# Critique my new show doe



## keren (Oct 26, 2008)

So I've finally gotten around to taking photos of my new FB boer doe, Spot (Franklin Park Delicious is her reg'd name). These are not the greatest photos but all I could manage by myself. I'm very excited about her - she has a great pedigree - maternal grandma is an imported SA embryo, mum was champ doe a few years ago at one of our royals, maternal grandpa carries the mugambi prefix, dad was champ buck a few years ago at a royal, paternal grandpa carries the Amani prefix, paternal grandma carries the harfield bestboer prefix, so all in all a really stacked pedigree!

Not only that she is correct, long and fairly well muscled, got a reasonable head on her. She probably wont show well until she has kidded, because she hasnt got that wedge yet and she hasnt deepened out in the stomach. But her first show of the season will be Jan 11th.

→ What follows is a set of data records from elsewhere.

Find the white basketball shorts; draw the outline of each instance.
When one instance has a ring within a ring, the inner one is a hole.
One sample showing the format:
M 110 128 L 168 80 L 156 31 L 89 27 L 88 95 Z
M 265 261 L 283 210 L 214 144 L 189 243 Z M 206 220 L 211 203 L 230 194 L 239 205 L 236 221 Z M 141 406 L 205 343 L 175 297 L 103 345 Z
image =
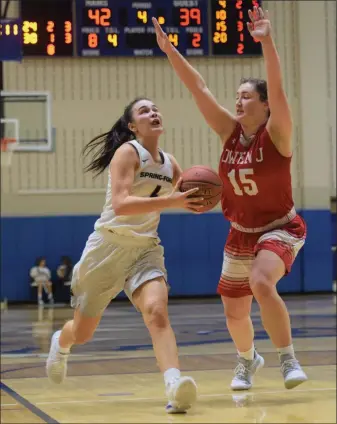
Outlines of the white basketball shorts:
M 138 287 L 158 277 L 167 280 L 158 239 L 94 231 L 74 266 L 71 305 L 83 315 L 100 316 L 122 290 L 132 302 Z

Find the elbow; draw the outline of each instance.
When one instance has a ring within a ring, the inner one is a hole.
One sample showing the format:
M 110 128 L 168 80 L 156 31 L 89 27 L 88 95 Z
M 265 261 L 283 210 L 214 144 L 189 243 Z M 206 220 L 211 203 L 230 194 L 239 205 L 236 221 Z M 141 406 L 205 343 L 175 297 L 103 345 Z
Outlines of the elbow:
M 113 193 L 112 199 L 111 199 L 111 206 L 116 216 L 124 215 L 123 209 L 124 209 L 126 198 L 127 198 L 127 195 L 124 193 Z
M 207 90 L 208 90 L 208 88 L 207 88 L 205 80 L 202 77 L 200 77 L 200 79 L 198 81 L 196 81 L 194 89 L 191 90 L 191 91 L 192 91 L 192 94 L 200 94 L 200 93 L 203 93 Z
M 120 195 L 112 196 L 111 206 L 116 216 L 130 215 L 129 194 L 121 193 Z
M 127 211 L 128 205 L 125 204 L 124 200 L 115 200 L 112 202 L 112 209 L 115 216 L 130 215 Z
M 120 202 L 112 202 L 112 209 L 116 216 L 123 215 L 123 205 Z

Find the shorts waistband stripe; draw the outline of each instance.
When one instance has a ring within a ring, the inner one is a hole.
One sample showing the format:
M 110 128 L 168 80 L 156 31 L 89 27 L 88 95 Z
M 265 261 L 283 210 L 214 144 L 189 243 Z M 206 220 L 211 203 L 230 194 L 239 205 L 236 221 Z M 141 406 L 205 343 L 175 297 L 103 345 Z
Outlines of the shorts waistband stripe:
M 277 228 L 281 225 L 288 224 L 288 222 L 293 220 L 295 216 L 296 216 L 296 209 L 293 207 L 287 213 L 287 215 L 283 216 L 282 218 L 275 219 L 275 221 L 270 222 L 269 224 L 264 225 L 263 227 L 247 228 L 247 227 L 243 227 L 240 224 L 237 224 L 236 222 L 231 222 L 231 226 L 238 231 L 242 231 L 243 233 L 263 233 L 264 231 L 273 230 L 274 228 Z

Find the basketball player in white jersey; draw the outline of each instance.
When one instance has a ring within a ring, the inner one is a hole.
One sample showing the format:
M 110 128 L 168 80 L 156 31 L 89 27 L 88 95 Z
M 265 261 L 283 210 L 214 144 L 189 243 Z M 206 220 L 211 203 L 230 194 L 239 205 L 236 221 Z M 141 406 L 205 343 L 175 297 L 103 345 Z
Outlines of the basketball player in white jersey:
M 74 344 L 88 342 L 110 301 L 122 290 L 142 313 L 164 374 L 168 413 L 185 412 L 196 400 L 196 384 L 181 377 L 175 335 L 168 317 L 164 251 L 157 234 L 160 212 L 184 208 L 197 212 L 198 189 L 179 191 L 181 168 L 158 147 L 162 116 L 152 101 L 136 99 L 112 129 L 85 148 L 98 148 L 87 170 L 109 168 L 106 202 L 73 271 L 74 318 L 51 341 L 47 374 L 62 383 Z M 174 189 L 173 189 L 174 187 Z

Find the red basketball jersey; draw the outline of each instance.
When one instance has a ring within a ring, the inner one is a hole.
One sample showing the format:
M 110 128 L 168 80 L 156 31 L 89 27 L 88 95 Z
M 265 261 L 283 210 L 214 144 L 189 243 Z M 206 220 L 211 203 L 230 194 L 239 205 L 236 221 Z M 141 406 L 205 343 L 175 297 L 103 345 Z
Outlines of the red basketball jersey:
M 223 181 L 222 210 L 232 222 L 263 227 L 293 208 L 290 163 L 274 146 L 262 125 L 248 146 L 238 123 L 226 141 L 219 164 Z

She was born 4th April this year.


----------



## PiccoloGoat (Sep 10, 2008)

Ohh she is nice. Is she coming to the Canberra show too, or just Albion? 

I want her :angel2:


----------



## Epona142 (May 26, 2008)

I'm still learning, but looking at her I think she is a lovely doe, she looks good. Good luck showing!


----------



## keren (Oct 26, 2008)

Alyssa ... as I said she wont show particularly well ... but yes she will do the full show circuit, Albion, Henty, Canberra, Sydney then the spring shows most likely as well

thanks Epona!


----------



## PiccoloGoat (Sep 10, 2008)

I look forward to meeting her! :thumb:


----------



## badnewsboers (May 9, 2008)

She's a lovely girl. Give her some time to mature and I bet she'll fill out and do well in the shows.


----------



## nancy d (Oct 5, 2007)

Very pretty feminine doe! Mine look like white box cars with legs at that age!!


----------



## keren (Oct 26, 2008)

Thanks everyone. 

I agree she is a very feminine doe, and I think once she has a few kids under her she will deepen out and develop that wedge that the judges are looking for, and she will show great as a mature doe. I think she is going to be a B-I-G girl when she's done growing. I'd like to see more of a butt on her (your American boers carry soooo much more meat than Aust. boers  ) and I wish she had a better temperament (she's very firey and flighty) although she can be calmed down in time I like them to have a very good temperament naturally, right from the start.


----------



## nancy d (Oct 5, 2007)

Ahh but she is still young....a couple of my girls didnt start developing booty till they were almost 2. A 50% is just now developing a little and she is almost a year old.


----------



## keren (Oct 26, 2008)

When Australian boers can get rumps on them like toth's bucklings rossi and hurricane, then I will be happy. We are nowhere near that stage yet, and our judges and 'powers that be' arent selecting for butts ... they are selecting for pretty heads :roll:


----------